Quiero recordar, que fue hace aproximadamente 21 años, papá, el Maestro Su Yu-Chang, me avisa que viene un alumno japonés a nuestra casa. Entonces vivíamos en Caracas, Venezuela. Era cuando por primera vez, vi a Noda Hisataka. Él vino a nuestra casa, vió los objetos que teníamos en casa, muchas armas. Reconoció de qué se trataba cada uno de los objetos. Pero lo que más me sorprendió a mí, era que reconoció la letra del Maestro Liu Yun Chiao que estaba escrita en un abanico, colocado encima de mi piano. Me dijo: “Esa es la letra del Maestro Liu”. Yo le dije, con mi ignorancia: “No!?” Él me afirma: “Seguro que sí”. No recordaba de su cara, sólo recordaba que me parecía tan raro, que un japonés viene desde tan lejos, para reconocer los objetos de nuestra casa, y que además sabía más que yo.
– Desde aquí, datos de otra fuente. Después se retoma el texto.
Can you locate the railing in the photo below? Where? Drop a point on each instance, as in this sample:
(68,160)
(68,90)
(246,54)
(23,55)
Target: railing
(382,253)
Hoy en día, comprendo que, desde entonces ya estudiaba e investigaba sobre Artes Marciales, en primera persona.

 

No volvimos a coincidir, hasta el año 2000, en el Curso Internacional de Pachi Tang Lang, que se celebró en Taiwán. Entonces, él ya lideraba un buen grupo de alumnos japoneses. Yo tenía poca idea sobre él, solamente tengo referencia vaga, por los vídeos de Artes Marciales que editaba. Los había visto, eran de los mejores que se habían hecho hasta entonces. Pensaba que, claro, es que “made in Japan; Sony, Panasonic, etc.” Sin embargo, no solamente es la tecnología, sino la veracidad del contenido, el trabajo tenaz que hay dentro, el conjunto de ello, que reflejaba correctamente los estudios de Pachi Tanglang.

 

Es de destacar que en los cursos internacionales, si empezábamos a tal hora, él, con o sin sus alumnos ya habían hecho las primeras prácticas previo a todos los demás. Así también me impresionaba, lo fiel y correcto que actuaba bajo las órdenes del Maestro Su. Rapidez, eficacia y exactitud. Es un alumno y profesor, dedicado al 100% a las enseñanzas de Pachi Tanglang, tanto a nivel práctico como a nivel teórico-histórico.

 

Noda  fue siempre muy hospitalario con los alumnos invitados de otros países. No faltaban detalles y atención en los cursos que organizaba. Si hubo anteriormente guerra entre Japón y Taiwán, no es culpa de nuestra generación, entre las personas de Pachi Tanglang se han demostrado que la paz y el amor es posible entre ambos países. Y, así también se extiende a otros países. Los amantes de las Artes Marciales también somos amantes de la paz mundial.

 

Las Artes Marciales no solamente es para que seamos longevos, o grandes boxeadores, no son sus únicos objetivos. Ejercitamos nuestro cuerpo, pero también nuestra alma (corazón). Aprendemos a ser fuerte por fuera y por dentro. El espíritu marcial no se valora por los años de vida, sino por cómo la hemos vivido. Noda San se fue repentinamente, sin despedirse, con la humildad que le caracterizaba. Trabajaba al lado del Maestro, detrás del telón; y así mismo quería irse silenciosamente, en un momento que sabe que ha culminado su trabajo en ésta vida. Ha dejado un buen legado para seguir apoyando a todos los alumnos de Pachi Tanglang y practicantes de Artes Marciales. Su humildad es la glorificación de su constancia, trabajo y honestidad. Éste es el espíritu de un guerrero marcial, en cuerpo y alma. Todos sabemos cuál es nuestro día de nacimiento, sin embargo nadie sabemos cuándo nos moriríamos. Ojalá, que mi último día de vida, sea como él, en paz y tranquilidad, con la sensación de haber hecho bien, lo que tengo que cumplir en ésta vida.

 

En memoria a un gran compañero y guerrero marcial.